Let’s break this down.
1. Your portfolio looks old
Good. If you’ve been in a perm job for any length of time and done actual work, your portfolio should look old. Time has passed, your skills have improved and broadened and you know better what “good” looks like, so your case studies are out of date.
This is why it’s time to update it. Nothing to worry about here.
2. Being intimidated by other peoples’ portfolios
If they are publicly available, and coming up at the top of Google, then you’re probably looking at freelancers’ portfolios. These UXers spend most of their lives showing off their work in order to get the next gig. If you’re a permie, you don’t need to compete with that level of salesmanship. You just need one job, not all of them.
Freelancers have to constantly think about what everyone or anyone might want from them. You just need to think about what will be the best representation of you for the one job you want.
It’s great to aspire to having an amazing portfolio. But comparing yourself to a portfolio that contains deep experience if you’re a newbie, or polished UI if you’re a UXR/strat, is just like the standard social media pitfall — you’re comparing someone else’s polished, edited highlights to your daily reality. This way madness lies.
3. Panicking over the platform
Again, this doesn’t really matter. If it’s a website then it needs to work on a mobile. If you’re under NDA, it needs to have password protection. It looks better if you have your own URL, not a .something extension. And for g*ds sake use accessible colour contrasts because really it’s not hard.
That’s it.
A hiring manager looks at a portfolio for a few seconds (minutes they’re having a good day) and the one thing they don’t worry about is whether you’re hosting your portfolio on wordpress or a-n-other platform.
4. Missing case study content
Well I’m afraid this one is self-inflicted. We’ve all done it — but normally you only do this once in your career and then realise that you should be collecting and collating case study material on every project you work on. Here’s a handy guide that I wrote because I also once screwed myself on this one.
5. Trying to create a portfolio for every job application
You’re probably applying for a range of roles. But how can you write a portfolio to match every application? Well you can’t, obviously. What you need to do is identify the themes or types or roles you are after, and design for that.

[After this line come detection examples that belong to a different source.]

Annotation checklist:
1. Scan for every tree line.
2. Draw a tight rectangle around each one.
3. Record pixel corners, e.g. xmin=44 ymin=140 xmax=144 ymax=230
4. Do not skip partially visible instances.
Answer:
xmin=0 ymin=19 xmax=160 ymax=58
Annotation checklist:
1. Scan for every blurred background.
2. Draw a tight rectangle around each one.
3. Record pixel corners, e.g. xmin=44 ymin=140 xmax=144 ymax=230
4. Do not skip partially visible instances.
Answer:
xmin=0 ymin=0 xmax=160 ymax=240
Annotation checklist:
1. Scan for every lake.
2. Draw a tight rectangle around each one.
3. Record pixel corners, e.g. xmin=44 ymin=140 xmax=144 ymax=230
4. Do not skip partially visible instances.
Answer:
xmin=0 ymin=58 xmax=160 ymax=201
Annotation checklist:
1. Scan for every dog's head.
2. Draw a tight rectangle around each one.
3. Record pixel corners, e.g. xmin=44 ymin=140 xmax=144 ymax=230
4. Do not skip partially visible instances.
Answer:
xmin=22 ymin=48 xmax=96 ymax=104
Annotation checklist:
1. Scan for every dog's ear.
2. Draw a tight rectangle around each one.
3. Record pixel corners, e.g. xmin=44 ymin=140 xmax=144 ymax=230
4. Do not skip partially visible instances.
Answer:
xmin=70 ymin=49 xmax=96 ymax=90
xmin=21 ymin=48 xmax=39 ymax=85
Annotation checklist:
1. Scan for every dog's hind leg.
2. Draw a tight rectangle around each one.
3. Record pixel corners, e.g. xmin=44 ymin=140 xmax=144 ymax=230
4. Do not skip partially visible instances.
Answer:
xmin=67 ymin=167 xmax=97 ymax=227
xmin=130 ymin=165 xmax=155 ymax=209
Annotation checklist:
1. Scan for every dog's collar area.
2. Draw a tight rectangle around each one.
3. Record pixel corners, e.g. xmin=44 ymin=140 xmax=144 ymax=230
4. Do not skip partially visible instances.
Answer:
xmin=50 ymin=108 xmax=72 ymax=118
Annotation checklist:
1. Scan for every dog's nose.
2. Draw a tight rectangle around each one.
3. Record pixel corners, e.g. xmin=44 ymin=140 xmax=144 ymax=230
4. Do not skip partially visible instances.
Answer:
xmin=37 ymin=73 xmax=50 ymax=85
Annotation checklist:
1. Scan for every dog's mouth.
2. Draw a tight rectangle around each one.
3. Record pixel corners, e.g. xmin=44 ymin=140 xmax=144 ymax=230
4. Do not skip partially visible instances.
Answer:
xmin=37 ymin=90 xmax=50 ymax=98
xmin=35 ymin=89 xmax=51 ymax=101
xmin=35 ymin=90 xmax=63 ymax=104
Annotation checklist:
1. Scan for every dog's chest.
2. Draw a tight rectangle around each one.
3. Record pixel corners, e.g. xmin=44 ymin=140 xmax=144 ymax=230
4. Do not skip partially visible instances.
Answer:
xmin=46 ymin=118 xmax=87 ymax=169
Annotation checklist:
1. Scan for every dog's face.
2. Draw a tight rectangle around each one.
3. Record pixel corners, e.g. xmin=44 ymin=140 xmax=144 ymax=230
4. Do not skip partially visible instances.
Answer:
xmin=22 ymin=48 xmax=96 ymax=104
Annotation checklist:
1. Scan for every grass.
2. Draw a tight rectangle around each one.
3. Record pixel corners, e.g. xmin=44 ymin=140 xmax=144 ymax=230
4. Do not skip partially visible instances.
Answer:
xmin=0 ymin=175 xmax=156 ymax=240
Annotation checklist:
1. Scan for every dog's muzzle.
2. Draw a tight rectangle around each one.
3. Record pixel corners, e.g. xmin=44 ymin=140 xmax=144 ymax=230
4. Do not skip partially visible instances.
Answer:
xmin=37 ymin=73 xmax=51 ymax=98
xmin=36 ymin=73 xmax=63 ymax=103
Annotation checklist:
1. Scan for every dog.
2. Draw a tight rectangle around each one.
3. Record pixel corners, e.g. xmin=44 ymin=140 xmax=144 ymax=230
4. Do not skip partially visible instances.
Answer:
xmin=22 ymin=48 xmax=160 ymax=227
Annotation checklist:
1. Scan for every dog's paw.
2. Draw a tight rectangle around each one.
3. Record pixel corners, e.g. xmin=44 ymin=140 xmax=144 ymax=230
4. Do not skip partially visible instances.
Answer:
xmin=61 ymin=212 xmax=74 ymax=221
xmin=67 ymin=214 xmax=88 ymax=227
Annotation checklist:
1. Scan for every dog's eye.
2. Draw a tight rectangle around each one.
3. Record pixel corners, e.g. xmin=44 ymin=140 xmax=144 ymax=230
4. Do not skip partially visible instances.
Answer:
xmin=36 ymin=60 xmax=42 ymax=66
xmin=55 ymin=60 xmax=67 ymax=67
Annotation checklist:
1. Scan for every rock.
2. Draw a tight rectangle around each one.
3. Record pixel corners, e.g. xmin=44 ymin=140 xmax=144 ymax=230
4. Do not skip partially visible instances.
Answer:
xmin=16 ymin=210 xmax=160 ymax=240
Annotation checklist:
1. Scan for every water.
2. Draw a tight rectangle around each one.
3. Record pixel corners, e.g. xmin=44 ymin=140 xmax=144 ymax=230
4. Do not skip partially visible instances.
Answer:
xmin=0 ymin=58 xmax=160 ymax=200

Again, if you’re not a freelancer then you don’t have to have a portfolio that attracts every possible employer and every possible project for months or years to come just to maintain your pipeline of work — you just need a portfolio that shows the kind of job you want next, and shows that you can do the kind of work those roles need.
So as an example — If you’ve just finished in an agency, and are looking for an in-house role, then you want to write case studies that highlight client-side UX issues that you’ve worked on.
Admittedly, with a word.doc CV it’s super easy to create multiple versions tailored to each role you apply to. It’s much harder to create multiple portfolios or journeys online. With a portfolio therefore, it’s generally better to just stick to one answer which is what you are looking for.
The difficult bit is deciding what you want.
In another post, I will write about how to define and curate your portfolio content strategy, so stay tuned for that.
Are portfolios redundant for permanent UX roles?
Having read the above, you might be thinking “Why bother with a portfolio every few years just to get a job?”
Well, the industry still kind of expects them. Definitely for UI people, generally for UXDs and sometimes for UXRs and strats.
(Product Designers — we hiring managers just need a portfolio to work out which thing you are because no one is good at everything, sorry.)
However there is change afoot, with many hiring managers starting to question the trustworthiness of portfolios, just as homework-based design tasks have come under fire in recent years. You just have to see LinkedIn for these discussions if you don’t believe me.
Why is this? Well, portfolios are really easy to fake. They are marketing. The lived reality of a person’s actual experience and the way they show up for a job is often very very different. This makes the CV and the interview(s) a lot more important than that few seconds looking at a portfolio that maybe took you months to put together.
In fact, I’ll go so far as to say, any hiring manager who refuses to interview an experienced candidate unless they see a full portfolio beforehand, really doesn’t know how to assess someone’s UX skills in an interview.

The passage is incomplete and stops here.